For Mimesis 2.0 and the ideal Mimesis, the speculative application happens on platforms functioning as user’s information resources. In this scenario, the demonstration executes on Instagram’s home page, which will be used as the background of the app. There are two different stages of the Mimesis. In the first stage, colors won’t change but rather they’ll slowly float. The second stage will be triggered by posts that are liked by the user. The new liked post will be analyzed by the system, and the analysis outcome will decide to increase, decrease, or change colors. Referring back to the four stages of the feedback loop: evidence, relevance, consequence, and operation, Mimesis embedded in the background functions as the relevant evidence of the user’s liked posts. When users’ likes are limited to a few categories of posts, the diversity of colors in Mimesis will diminish. This builds the consequence stage, which informs users of their ‘bubble.’ And finally, the ‘bubble’ nudges users to operate and completes the feedback loop.

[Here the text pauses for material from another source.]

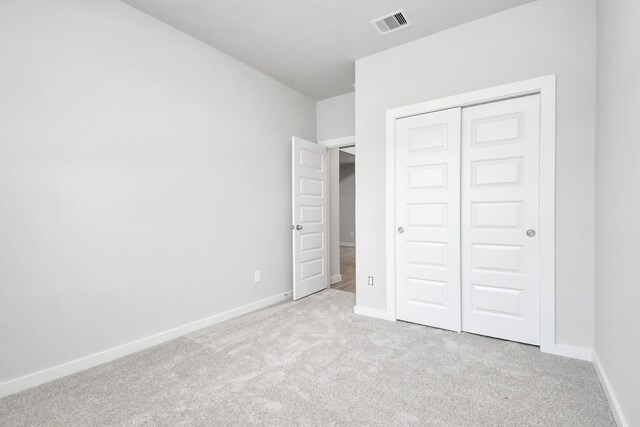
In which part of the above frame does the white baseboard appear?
[593,351,629,427]
[0,292,291,397]
[541,344,593,362]
[353,305,396,322]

Finally, the speculative scenarios outlined here need to be proof of concept that could generate revenues through further experimentation, research, and development of policy.
The idea put forward in this essay, that shifting the purpose of digital profiling as a third party, may draw worthwhile arguments about the practicality and policy issues. My point is to demonstrate my future visions or wishes for this technology and to propose a mutually beneficial strategy for tech companies.